Cash pouring into Lebanon in advance of elections

Ed Lasky passes along this fascinating primer in Lebanese electoral politics by the New York Times' Robert F. Worth that is both heartbreaking and worrisome.

Lebanese democracy is unlike any other - a mish mash of clan and religious loyalties where patrons dispense goodies and cash to voters and candidates buy off the opposition in order to get them to withdraw from the race.

The familial ties that bind many Lebanese to the parties headed up by powerful patriarchs is paramount compared to what the politics involved might be. Most of this is due to an electoral law that guarantees no one religious sect will dominate. But it is also a long standing tradition in Lebanon and it appears that this time, massive amounts of foriegn money from Iran, Saudi Arabia, and Egypt will play a large role in determining the winners:

Mr. Worth:

Votes are being bought with cash or in-kind services. Candidates pay their competitors huge sums to withdraw. The price of favorable TV news coverage is rising, and thousands of expatriate Lebanese are being flown home, free, to vote in contested districts. The payments, according to voters, election monitors and various past and current candidates interviewed for this article, nurture a deep popular cynicism about politics in Lebanon, which is nominally perhaps the most democratic Arab state but in practice is largely governed through patronage and sectarian and clan loyalty.

Despite the vast amounts being spent, many Lebanese see the race - which pits Hezbollah and its allies against a fractious coalition of more West-friendly political groups - as almost irrelevant.

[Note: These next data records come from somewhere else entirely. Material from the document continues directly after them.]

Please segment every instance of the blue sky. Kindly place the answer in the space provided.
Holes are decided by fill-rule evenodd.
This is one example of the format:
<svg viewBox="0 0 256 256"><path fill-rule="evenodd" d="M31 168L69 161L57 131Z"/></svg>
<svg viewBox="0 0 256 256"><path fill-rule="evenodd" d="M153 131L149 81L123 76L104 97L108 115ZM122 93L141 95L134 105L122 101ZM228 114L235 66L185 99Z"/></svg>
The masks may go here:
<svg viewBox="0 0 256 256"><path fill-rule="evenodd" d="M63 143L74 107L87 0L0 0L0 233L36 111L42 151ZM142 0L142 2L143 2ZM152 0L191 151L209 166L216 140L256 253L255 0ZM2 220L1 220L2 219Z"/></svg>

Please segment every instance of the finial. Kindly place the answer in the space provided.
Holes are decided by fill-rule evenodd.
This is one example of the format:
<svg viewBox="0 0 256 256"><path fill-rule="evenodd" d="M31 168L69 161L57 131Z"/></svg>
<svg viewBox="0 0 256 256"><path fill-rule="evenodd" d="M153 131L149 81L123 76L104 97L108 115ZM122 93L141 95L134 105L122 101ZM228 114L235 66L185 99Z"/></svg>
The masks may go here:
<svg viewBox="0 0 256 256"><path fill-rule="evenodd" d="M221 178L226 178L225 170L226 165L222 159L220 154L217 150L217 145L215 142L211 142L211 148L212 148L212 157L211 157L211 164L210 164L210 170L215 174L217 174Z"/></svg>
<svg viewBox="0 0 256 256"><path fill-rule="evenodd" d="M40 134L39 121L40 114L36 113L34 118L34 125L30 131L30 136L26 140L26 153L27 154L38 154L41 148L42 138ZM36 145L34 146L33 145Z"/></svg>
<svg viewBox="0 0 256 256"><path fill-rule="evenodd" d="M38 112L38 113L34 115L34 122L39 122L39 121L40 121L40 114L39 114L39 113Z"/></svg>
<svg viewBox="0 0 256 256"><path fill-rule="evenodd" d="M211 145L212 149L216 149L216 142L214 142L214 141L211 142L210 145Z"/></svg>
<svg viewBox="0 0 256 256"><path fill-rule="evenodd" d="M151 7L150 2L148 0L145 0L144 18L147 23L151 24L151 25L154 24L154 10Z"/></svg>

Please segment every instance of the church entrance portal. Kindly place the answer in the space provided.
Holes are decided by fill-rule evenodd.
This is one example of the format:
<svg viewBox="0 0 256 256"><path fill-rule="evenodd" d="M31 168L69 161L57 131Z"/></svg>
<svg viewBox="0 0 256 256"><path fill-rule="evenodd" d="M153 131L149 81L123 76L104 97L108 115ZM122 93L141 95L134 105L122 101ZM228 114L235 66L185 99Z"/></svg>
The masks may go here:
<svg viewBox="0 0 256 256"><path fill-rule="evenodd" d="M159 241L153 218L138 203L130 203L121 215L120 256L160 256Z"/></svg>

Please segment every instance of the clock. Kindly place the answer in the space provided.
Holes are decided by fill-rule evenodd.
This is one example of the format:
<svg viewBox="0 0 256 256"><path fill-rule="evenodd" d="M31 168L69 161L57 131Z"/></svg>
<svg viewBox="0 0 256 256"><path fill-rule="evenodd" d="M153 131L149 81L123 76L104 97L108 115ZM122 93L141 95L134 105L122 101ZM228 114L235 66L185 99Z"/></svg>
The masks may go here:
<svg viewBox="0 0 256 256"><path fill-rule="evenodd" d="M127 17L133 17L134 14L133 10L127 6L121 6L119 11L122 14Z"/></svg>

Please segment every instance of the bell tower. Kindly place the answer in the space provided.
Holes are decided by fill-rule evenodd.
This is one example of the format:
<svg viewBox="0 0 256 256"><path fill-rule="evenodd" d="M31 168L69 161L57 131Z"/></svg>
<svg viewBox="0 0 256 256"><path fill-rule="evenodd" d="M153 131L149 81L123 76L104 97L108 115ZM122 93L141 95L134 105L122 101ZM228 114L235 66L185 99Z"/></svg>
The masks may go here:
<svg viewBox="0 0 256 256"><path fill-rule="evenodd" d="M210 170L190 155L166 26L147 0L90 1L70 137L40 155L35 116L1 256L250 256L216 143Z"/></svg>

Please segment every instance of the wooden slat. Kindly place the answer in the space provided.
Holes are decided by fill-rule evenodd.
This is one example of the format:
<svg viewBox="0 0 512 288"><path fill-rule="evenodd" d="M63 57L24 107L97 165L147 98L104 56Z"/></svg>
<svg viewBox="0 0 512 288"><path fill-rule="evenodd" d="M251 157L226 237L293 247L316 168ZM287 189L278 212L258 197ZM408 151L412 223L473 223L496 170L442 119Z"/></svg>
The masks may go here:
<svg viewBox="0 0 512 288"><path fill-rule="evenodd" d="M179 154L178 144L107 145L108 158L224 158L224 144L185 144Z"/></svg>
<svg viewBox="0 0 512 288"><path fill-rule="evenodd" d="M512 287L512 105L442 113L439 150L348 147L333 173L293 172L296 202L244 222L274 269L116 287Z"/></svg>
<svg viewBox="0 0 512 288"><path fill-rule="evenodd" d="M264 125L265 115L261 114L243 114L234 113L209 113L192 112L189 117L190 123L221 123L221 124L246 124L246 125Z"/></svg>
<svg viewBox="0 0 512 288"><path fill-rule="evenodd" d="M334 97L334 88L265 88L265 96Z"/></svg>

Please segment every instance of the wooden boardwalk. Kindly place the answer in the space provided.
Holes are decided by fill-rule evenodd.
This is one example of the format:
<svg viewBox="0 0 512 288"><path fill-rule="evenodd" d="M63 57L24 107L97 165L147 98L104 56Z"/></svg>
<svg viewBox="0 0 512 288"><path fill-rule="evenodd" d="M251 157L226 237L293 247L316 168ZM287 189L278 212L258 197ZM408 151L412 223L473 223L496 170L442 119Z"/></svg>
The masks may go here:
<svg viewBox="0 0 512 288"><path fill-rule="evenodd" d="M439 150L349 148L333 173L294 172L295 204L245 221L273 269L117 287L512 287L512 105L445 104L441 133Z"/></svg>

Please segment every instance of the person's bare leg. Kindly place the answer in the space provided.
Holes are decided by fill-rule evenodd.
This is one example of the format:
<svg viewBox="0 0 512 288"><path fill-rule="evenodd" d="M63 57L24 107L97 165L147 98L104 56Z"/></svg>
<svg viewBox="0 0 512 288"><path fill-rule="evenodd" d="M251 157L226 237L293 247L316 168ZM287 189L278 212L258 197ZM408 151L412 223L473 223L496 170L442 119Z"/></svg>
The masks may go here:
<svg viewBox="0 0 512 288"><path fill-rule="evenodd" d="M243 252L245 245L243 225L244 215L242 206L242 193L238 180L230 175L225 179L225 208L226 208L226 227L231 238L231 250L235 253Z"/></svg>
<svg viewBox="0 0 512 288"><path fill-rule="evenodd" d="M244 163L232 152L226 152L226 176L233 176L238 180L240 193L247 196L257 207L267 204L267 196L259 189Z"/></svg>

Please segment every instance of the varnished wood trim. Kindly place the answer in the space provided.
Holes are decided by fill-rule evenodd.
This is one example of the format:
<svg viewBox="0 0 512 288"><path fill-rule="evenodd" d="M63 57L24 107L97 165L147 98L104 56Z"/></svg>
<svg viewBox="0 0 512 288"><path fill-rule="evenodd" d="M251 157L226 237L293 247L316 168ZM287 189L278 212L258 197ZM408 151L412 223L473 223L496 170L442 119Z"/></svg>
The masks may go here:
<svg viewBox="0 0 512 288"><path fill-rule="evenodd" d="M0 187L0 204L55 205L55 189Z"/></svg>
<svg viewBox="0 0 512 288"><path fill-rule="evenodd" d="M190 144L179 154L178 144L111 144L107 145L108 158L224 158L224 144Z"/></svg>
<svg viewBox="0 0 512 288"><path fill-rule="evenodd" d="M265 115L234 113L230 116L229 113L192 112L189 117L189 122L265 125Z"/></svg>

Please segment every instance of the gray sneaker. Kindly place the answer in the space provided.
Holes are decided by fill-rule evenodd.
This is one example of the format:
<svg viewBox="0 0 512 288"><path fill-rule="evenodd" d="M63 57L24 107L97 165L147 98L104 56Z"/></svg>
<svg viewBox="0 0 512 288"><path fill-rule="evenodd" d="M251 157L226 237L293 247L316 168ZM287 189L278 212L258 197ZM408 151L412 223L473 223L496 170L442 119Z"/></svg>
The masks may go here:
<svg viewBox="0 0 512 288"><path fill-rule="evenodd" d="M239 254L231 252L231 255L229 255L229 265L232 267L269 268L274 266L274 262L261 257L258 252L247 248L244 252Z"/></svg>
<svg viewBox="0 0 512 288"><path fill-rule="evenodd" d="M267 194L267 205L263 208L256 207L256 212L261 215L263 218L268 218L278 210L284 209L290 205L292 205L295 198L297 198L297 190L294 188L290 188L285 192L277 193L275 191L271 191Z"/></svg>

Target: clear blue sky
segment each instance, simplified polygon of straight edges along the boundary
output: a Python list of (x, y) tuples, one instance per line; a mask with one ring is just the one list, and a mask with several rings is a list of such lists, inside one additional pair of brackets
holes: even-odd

Lebanon's sectarian political structure virtually guarantees a continuation of the current "national unity" government, in which the winning coalition in the 128-seat Parliament grants the loser veto powers to preserve civil peace.

Still, even a narrow win by Hezbollah and its allies, now in the parliamentary opposition, would be seen as a victory for Iran - which has financed Hezbollah for decades - and a blow to American allies in the region, especially Saudi Arabia and Egypt. So the money flows.

Candidates who eschew the system by running independently are not usually successful. What's more, they are a mystery to the average Lebanese voter. Consider this exchange between Walid Maalouf,  a banker who worked for a brief time as a diplomat while living in America, and a village leader that Maalouf was trying to lobby to support his independent bid:

Recently, Mr. Maalouf said, he was trying to explain to a village leader that he should think of candidates as employees, not patrons - someone they would hire to represent them effectively in the government.

"He looked at me," Mr. Maalouf recalled, "and then he said, ‘Go back to America.' "

Can Iran and Hezb'allah win? Not outright, although along with their Christian coalition partner Michel Aoun and his Free Patriotic Movement they may receive enough votes to form a government. If that happens, Iran will have a foothold in one of the most strategic spits of land in the region. And the threat they would pose to Israel would put a hair trigger on the prospect of war.